Perspective - (2025) Volume 14, Issue 2
Received: 03-Feb-2024, Manuscript No. SNDC-24-126712;
Editor assigned: 06-Feb-2024, Pre QC No. SNDC-24-126712 (PQ);
Reviewed: 21-Feb-2024, QC No. SNDC-24-126712;
Revised: 03-Apr-2025, Manuscript No. SNDC-24-126712 (R);
Published:
10-Apr-2025
, DOI: 10.37421/2090-4886.2025.14.315
Copyright: © 2025 Mercy J. This is an open-access article distributed under the terms of the creative commons attribution license which permits unrestricted use, distribution and reproduction in any medium, provided the original author and source are credited.
The COVID-19 pandemic has underscored the critical need for rapid, accurate, and accessible diagnostic tools to detect SARSCoV- 2, the virus responsible for the disease. Traditional methods such as PCR testing, while effective, often require specialized equipment and trained personnel, leading to delays in diagnosis and treatment.
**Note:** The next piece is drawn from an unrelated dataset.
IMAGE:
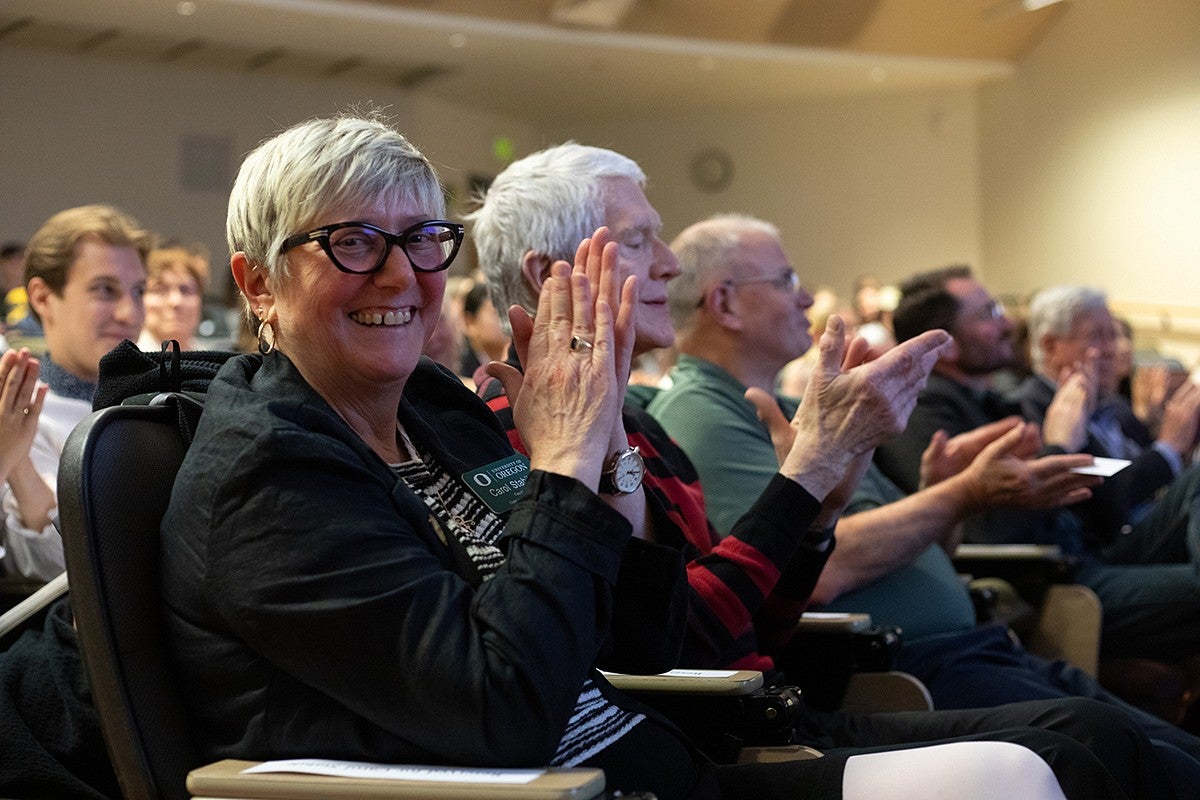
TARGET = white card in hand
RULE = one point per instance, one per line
(1103, 467)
In recent years, there has been growing interest in the development of biosensors based on G-quadruplex structures for various applications, including disease detection. In this perspective article, we highlight the potential of G-quadruplex-based biosensors in the fight against COVID-19.
G-quadruplex structures are non-canonical nucleic acid secondary structures formed by the stacking of G-quartets, which are planar arrangements of four guanine bases held together by Hoogsteen hydrogen bonding. These structures can form in guanine-rich regions of DNA or RNA sequences, leading to unique structural properties with potential biological significance. Recent research has elucidated the role of G-quadruplex structures in gene regulation, telomere maintenance, and genome stability.
One of the most promising applications of G-quadruplex structures lies in biosensor technology. Biosensors are analytical devices that detect biological molecules and convert this information into measurable signals. G-quadruplex-based biosensors leverage the unique structural properties of G-quadruplexes to achieve highly sensitive and selective detection of target analytes.Electrochemical biosensors represent one of the most widely studied platforms for G-quadruplex-based detection. These biosensors rely on the electrochemical properties of G-quadruplex structures to transduce the binding events into measurable electrical signals. By functionalizing electrode surfaces with G-quadruplexforming oligonucleotides, researchers have developed biosensors capable of detecting various biomolecules, including nucleic acids, proteins, and small molecules, with high sensitivity and specificity.
In addition to electrochemical biosensors, optical biosensors offer another promising approach for G-quadruplex-based detection. These biosensors exploit the optical properties of Gquadruplex structures, such as fluorescence or surface plasmon resonance, to achieve label-free and real-time detection of target analytes. By integrating G-quadruplex probes into optical sensor platforms, researchers have demonstrated the detection of diverse analytes with high sensitivity and rapid response times.
The emergence of SARS-CoV-2 has prompted urgent efforts to develop diagnostic tools capable of rapid and accurate detection of the virus. G-quadruplex-based biosensors hold significant promise for SARS-CoV-2 detection due to their inherent sensitivity, selectivity, and versatility. One potential strategy involves designing Gquadruplex probes that specifically bind to conserved regions of the viral genome, allowing for the sensitive detection of viral RNA.
Furthermore, the development of G-quadruplex-based biosensors for SARS-CoV-2 detection could offer several advantages over existing diagnostic methods. These biosensors have the potential to provide rapid results, enabling timely clinical decision-making and outbreak control. Moreover, G-quadruplex-based biosensors could be adapted for point-of-care testing, facilitating decentralized testing and expanding access to diagnostic services.